La literatura tiene más de agua que de aire, la relación que establece entre autor y lector se parece más a los encuentros sumergidos en un reflejo de Silvère y Miette que a los abrazos, ya totalmente reales, de que disfrutaron ellos mismos más tarde, en sus correrías por las afueras de Plassans. La misteriosa y alquímica relación entre el escritor y sus lectores tiene lugar en un pozo parecido. Como en el muro medianero del Jas-Meiffren, comparten intimidad y claustrofobia, amor y esa alarmante falta de realidad que nos hace volver una y otra vez al libro, a la cita amorosa, con la vana esperanza de que alguna vez el muro desaparezca. Y podamos mirar cara a cara a la Esfinge.

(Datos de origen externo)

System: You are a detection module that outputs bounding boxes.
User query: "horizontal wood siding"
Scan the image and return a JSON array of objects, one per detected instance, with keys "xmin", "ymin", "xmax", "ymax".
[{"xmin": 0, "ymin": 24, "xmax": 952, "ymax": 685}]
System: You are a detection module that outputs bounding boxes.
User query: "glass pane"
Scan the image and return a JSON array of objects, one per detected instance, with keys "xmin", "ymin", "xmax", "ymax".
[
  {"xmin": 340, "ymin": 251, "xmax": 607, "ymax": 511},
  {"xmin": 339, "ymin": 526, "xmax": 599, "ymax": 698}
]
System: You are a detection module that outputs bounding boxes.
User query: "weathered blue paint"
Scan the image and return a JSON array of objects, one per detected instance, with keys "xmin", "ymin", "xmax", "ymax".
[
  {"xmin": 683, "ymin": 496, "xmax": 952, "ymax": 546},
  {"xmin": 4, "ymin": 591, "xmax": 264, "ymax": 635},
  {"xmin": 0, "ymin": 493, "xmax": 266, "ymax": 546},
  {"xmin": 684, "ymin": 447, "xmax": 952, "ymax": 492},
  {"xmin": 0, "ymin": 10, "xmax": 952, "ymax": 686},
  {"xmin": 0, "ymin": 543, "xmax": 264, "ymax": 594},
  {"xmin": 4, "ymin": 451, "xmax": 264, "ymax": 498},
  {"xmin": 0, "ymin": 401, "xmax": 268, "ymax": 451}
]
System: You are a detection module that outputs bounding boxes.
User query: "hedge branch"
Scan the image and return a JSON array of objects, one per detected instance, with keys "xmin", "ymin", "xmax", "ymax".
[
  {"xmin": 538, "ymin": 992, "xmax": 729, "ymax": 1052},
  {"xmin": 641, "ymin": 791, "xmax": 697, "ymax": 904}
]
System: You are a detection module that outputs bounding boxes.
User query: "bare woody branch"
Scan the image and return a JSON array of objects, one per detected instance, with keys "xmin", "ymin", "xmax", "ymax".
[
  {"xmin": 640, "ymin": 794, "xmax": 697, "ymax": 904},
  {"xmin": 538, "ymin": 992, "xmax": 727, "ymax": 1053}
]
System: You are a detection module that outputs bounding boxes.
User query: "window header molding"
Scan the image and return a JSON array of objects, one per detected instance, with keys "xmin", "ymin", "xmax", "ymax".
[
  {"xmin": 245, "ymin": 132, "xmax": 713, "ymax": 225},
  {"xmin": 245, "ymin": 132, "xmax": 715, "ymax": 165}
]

Es el embrujo y presentimiento con que la creación literaria construye su realidad sobre la superficie del agua lo que convierte al lector en el miembro más puro e inocente de la extraña pareja de enamorados. Siempre se está cayendo del guindo.

Una variante perversa y degenerada de lector es la del crítico, criatura del aire que olvida la cita en las aguas soterrañas del primer amor. Primero tomó el brazo, no sólo la mano, que tendieron semiólogos de la cultura como Roland Barthes al otorgar carta de autonomía y autenticidad a su escritura -carroñera, por decirlo de un modo enfático- en los márgenes de la creación. Después, como es natural, desde la fantasmagórica naturaleza de sus dicterios, tan a duras penas obtenida, fue el principal responsable de la pérdida de inocencia del autor. Éste, que acabó creyéndose gran parte de sus presuposiciones sobre su propia maestría y profundidades abisales, abandonó, en un viaje sin vuelta, las frías, túrbidas e inquietantes aguas del Jas-Meiffren, el único enclave simbólico capaz de proporcionarle una vía de acceso al inocente y enamorado lector.

De modo que si ése es su caso, querido lector, le emplazo aquí, en citas sucesivas de esta sección del blog -que hace las veces de pozo medianero- nos acoge, para caernos juntos del guindo a las frías y misteriosas aguas del Jass-Meiffren, en esta extraña inmersión entre la conciencia y el sueño, a resguardo de la engañosa claridad del aire y la luz, que debería ser siempre la lectura.